In terms of geometry, the Podium is pretty standard. The frame’s bottom bracket height isn’t low, at 13.94”, nor is it especially high. The head tube angle is moderate for a downhill bike at, 63.5 degrees, and the chainstay length is pretty average at 17.28”. The wheelbase is 46.81” for the Medium frame, and the 16.02” reach follows conventional downhill bike sizing (despite the new “longer-is-better” mentality that seems to be driving the design on some bikes these days).

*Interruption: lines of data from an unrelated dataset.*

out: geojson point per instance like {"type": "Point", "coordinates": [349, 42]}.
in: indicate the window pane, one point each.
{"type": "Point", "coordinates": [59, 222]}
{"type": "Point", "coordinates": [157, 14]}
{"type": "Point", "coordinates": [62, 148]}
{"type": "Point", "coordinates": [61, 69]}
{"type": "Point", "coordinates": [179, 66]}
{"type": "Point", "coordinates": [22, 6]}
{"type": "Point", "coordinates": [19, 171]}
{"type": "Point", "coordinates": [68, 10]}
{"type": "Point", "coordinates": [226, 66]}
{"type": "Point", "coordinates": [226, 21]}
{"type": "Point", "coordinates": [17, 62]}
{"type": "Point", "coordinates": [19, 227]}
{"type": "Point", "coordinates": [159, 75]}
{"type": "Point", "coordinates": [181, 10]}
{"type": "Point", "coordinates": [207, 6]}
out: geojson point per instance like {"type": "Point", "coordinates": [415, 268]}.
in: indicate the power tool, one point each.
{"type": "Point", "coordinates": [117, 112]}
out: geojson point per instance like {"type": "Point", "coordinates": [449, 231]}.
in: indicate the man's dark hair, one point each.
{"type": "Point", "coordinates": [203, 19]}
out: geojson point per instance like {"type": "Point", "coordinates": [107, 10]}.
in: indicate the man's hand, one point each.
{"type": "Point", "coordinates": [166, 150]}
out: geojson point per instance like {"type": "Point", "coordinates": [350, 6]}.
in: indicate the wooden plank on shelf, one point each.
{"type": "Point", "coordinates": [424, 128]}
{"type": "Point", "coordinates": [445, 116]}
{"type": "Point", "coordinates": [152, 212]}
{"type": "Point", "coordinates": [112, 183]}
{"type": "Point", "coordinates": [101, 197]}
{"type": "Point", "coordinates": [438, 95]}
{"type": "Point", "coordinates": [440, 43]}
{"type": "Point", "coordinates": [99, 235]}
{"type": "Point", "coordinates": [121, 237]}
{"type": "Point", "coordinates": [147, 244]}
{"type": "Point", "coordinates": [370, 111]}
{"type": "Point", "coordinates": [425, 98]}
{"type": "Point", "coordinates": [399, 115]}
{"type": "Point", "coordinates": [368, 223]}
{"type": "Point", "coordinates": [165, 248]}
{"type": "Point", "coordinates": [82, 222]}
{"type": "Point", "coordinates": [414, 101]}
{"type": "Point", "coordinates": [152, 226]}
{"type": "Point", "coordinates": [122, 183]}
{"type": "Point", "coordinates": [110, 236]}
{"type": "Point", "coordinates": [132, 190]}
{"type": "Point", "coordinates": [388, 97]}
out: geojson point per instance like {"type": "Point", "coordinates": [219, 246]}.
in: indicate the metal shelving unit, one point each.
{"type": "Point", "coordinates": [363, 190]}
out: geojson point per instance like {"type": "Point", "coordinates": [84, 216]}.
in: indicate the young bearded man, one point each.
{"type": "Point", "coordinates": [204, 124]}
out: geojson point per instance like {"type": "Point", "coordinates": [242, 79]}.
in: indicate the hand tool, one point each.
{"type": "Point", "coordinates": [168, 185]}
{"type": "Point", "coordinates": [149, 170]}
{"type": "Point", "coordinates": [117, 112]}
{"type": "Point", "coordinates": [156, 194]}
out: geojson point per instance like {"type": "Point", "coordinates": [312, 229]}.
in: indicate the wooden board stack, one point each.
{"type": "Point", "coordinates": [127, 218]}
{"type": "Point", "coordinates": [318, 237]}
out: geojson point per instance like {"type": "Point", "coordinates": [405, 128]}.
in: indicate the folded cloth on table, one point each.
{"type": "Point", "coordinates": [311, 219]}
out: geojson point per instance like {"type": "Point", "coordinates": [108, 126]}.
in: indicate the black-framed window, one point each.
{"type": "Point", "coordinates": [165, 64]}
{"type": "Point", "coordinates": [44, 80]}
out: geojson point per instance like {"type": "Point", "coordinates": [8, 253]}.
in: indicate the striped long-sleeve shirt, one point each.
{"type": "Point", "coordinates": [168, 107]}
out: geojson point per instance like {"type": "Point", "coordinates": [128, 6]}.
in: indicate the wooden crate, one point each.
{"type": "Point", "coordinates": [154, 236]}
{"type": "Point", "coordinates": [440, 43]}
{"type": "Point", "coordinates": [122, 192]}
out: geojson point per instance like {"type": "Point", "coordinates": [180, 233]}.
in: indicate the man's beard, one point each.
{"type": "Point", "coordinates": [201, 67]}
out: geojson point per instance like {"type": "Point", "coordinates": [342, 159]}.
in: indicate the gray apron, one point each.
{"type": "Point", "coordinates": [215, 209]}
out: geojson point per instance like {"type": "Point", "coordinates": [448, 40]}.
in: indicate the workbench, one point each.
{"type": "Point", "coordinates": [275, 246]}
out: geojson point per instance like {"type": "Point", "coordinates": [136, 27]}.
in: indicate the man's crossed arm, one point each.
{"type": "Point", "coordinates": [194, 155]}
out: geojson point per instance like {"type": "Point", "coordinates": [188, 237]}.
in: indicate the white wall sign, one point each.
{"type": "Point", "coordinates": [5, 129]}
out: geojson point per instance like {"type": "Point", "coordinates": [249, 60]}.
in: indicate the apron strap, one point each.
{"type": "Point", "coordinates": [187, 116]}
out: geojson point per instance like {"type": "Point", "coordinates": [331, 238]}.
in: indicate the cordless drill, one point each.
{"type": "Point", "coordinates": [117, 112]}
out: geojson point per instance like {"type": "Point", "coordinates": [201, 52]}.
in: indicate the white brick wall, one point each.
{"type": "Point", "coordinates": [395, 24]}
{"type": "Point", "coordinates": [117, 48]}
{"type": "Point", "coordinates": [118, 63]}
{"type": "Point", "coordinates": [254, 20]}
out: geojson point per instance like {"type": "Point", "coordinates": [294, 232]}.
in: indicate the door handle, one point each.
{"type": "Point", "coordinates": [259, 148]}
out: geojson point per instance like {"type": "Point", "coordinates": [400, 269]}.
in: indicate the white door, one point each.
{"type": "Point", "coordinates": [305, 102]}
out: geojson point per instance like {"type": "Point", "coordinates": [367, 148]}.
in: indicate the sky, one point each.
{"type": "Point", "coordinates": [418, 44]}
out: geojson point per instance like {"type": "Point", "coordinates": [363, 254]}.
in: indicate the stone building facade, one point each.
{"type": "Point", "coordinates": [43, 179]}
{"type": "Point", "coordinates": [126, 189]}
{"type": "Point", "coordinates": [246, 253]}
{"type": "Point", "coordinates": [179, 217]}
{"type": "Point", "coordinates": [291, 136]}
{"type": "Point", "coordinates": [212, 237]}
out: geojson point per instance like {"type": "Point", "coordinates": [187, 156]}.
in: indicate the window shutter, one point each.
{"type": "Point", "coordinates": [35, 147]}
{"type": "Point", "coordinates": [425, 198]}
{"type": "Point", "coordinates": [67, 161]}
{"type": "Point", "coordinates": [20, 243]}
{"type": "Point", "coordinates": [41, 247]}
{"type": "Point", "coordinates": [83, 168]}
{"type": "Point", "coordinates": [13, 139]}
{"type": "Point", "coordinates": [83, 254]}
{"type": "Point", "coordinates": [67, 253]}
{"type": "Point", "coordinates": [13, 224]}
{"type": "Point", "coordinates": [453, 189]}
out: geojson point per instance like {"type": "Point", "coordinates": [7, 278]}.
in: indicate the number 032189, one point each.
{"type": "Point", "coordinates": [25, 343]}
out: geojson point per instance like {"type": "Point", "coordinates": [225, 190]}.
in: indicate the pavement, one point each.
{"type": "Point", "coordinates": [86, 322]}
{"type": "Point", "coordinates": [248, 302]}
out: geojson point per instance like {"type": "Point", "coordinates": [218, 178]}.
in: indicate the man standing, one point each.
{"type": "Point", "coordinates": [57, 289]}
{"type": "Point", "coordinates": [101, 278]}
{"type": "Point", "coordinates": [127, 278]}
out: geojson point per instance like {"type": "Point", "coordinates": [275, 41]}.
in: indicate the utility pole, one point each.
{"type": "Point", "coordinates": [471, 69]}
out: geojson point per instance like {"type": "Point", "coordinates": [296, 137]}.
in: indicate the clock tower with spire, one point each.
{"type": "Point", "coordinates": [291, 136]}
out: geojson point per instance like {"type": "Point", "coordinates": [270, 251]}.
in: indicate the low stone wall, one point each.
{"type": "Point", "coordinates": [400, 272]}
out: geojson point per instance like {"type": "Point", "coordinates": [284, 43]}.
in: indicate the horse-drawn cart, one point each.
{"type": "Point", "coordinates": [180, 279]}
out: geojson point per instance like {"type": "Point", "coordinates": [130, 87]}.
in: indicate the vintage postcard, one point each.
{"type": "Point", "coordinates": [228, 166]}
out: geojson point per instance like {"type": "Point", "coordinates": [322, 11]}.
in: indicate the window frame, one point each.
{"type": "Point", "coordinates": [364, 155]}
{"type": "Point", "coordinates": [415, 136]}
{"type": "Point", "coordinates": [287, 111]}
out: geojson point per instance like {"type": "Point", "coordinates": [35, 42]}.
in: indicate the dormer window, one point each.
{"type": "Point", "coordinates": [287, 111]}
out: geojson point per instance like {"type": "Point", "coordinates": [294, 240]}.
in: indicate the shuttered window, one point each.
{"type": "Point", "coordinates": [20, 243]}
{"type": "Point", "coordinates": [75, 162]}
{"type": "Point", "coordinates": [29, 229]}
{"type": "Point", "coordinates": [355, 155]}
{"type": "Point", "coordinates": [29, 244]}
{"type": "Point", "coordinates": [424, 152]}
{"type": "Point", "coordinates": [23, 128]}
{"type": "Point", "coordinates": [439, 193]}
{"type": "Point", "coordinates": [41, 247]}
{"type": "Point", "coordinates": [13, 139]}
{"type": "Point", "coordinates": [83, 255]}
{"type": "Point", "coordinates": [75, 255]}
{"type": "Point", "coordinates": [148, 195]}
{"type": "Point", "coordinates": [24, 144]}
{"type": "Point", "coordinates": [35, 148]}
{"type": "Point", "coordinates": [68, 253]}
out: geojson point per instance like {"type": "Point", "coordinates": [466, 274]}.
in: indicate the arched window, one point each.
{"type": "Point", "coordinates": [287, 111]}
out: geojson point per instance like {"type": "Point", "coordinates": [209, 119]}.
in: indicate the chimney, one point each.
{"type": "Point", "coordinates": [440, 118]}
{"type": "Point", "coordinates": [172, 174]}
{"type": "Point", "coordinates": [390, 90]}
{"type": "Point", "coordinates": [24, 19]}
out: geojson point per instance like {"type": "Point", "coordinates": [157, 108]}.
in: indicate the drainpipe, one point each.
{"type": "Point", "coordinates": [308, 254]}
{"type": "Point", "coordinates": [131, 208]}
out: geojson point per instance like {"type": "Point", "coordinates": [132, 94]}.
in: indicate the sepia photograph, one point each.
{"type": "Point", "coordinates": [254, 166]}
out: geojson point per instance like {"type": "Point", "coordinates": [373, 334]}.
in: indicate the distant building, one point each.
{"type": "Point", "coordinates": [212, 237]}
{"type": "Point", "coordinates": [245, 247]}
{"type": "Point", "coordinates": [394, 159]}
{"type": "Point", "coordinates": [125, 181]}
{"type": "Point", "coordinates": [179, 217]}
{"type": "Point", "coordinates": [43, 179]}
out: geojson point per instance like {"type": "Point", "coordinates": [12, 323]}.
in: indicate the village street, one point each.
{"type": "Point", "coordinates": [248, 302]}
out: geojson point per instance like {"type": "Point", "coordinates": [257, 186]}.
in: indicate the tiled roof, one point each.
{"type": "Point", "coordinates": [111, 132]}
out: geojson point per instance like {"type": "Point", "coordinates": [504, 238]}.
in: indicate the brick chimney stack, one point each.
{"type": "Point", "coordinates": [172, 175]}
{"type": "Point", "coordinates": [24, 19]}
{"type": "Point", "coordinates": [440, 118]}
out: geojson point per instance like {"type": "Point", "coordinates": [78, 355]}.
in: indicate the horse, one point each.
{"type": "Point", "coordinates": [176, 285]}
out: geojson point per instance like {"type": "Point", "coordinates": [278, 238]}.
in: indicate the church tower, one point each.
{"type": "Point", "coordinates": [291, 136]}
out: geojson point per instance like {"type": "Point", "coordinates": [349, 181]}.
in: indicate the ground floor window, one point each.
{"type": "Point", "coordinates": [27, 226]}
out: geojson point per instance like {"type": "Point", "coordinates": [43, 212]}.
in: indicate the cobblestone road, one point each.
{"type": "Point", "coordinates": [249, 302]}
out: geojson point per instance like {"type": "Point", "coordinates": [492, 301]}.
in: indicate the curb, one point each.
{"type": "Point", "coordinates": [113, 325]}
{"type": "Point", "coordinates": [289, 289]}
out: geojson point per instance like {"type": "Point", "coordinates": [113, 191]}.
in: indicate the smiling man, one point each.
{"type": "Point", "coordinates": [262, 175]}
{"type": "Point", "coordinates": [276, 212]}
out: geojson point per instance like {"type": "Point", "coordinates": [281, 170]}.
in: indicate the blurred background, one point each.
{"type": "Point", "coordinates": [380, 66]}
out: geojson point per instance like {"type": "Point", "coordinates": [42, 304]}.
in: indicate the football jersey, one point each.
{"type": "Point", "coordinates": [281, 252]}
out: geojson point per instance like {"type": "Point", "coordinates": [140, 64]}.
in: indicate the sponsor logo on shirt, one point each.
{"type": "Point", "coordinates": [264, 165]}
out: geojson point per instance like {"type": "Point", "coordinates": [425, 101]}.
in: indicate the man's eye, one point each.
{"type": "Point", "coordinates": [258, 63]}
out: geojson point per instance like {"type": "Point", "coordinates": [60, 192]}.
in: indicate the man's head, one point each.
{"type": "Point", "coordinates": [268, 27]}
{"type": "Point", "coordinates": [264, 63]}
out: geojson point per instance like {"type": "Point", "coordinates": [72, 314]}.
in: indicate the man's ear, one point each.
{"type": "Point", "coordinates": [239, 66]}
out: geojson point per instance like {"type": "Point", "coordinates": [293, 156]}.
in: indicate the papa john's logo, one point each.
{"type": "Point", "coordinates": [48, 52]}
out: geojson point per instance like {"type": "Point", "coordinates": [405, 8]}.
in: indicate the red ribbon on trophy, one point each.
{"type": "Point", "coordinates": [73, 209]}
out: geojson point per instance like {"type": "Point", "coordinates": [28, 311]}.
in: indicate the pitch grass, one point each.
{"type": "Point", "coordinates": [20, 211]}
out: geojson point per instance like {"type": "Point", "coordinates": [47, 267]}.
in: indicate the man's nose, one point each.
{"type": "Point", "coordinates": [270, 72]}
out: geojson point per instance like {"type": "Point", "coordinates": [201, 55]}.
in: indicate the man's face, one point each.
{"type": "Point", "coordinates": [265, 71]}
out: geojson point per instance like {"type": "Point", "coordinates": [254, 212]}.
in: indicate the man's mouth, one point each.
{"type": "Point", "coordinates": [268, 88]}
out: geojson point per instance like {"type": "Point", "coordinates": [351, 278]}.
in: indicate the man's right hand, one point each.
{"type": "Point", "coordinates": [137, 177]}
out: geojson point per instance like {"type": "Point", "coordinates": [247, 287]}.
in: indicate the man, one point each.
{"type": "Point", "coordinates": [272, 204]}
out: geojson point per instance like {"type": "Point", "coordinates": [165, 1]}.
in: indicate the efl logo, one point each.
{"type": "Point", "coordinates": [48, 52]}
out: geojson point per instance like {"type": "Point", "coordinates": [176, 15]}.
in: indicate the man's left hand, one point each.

*A quick side note while we’re talking about the Podium’s frame: Knolly has a drawing on their website that provides recommended torque specs for all of the frame’s fasteners. This is useful info that often very difficult to find. Thanks, Knolly.
The Ride
Handling & Sizing
Right off the bat, I felt comfortable on the Podium. The handling is relatively neutral, as the frame’s geometry suggested it would be. Through tight sections the bike felt just right; both nimble and composed. At higher speeds the bike did start to feel just a little short, but I only rarely felt like I might want to try a larger size. That said, if you do prefer bikes with longer wheelbases, I’d recommend getting on the Podium in both your normal size and a larger frame size for a test ride before you buy.
Rear Suspension Performance
Knolly’s 4xFour suspension linkage has a unique look, wrapping around the seat tube which leans back, out from the down tube instead of emerging from the bottom bracket. The system might be looked at as a variant of Horst Link four bar suspension in that it features a pivot located on the chainstay below of and in front of the axle. However, it Knolly’s 4xFour adds a second, four-bar linkage to drive the shock. This allows the leverage rate to be tuned separately from the wheel path and the use of a full length seat tube.
The design of the Podium’s rear suspension is very active and yields great traction and good sensitivity, though at the expense of some pedaling efficiency. The primary advantage of a Horst Link four-bar suspension, though, is that grabbing a handful of your brake lever doesn’t inhibit rear suspension motion. This is most noticeable when braking through rough terrain, as the Podium feels smoother than a single pivot design, or one with a pivot on the seatstay.
With that said, while the bike didn’t tend to hang up on square edge hits, it didn’t make them disappear, either. It absorbed chatter reasonably well and handled large impacts with composure, but was second in this regard the Specialized S-Works Demo 8, which carried speed through the rough better than any bike we tested in Whistler. In steep technical situations, the Podium’s rear suspension did a reasonable job of providing braking traction when there wasn’t much available, smoothly handling g-outs using most of the travel, but didn’t bottom out harshly or flex laterally/squirm.
The bike felt very predictable and stayed in the middle of the travel through high-speed berms, though Noah Bodman and I both thought the Podium didn’t feel quite as grippy in these situations as the S-Works Demo with the ÖhlinsTTX22M shock.
Of course, the fact that the Podium and Demo run two different shocks makes it hard to say for sure how much of this difference in performance was due to their different suspension geometries. But, for what it’s worth, the Podium’s longer chainstays seemed to make it easier to get the fore-aft weight balance correct when transitioning out of steep pitches. So given the opportunity to try an ÖhlinsTTX22M (or some very similar shock) on the Knolly, I wouldn’t be surprised to find it come out ahead of the S-Works Demo through a berm.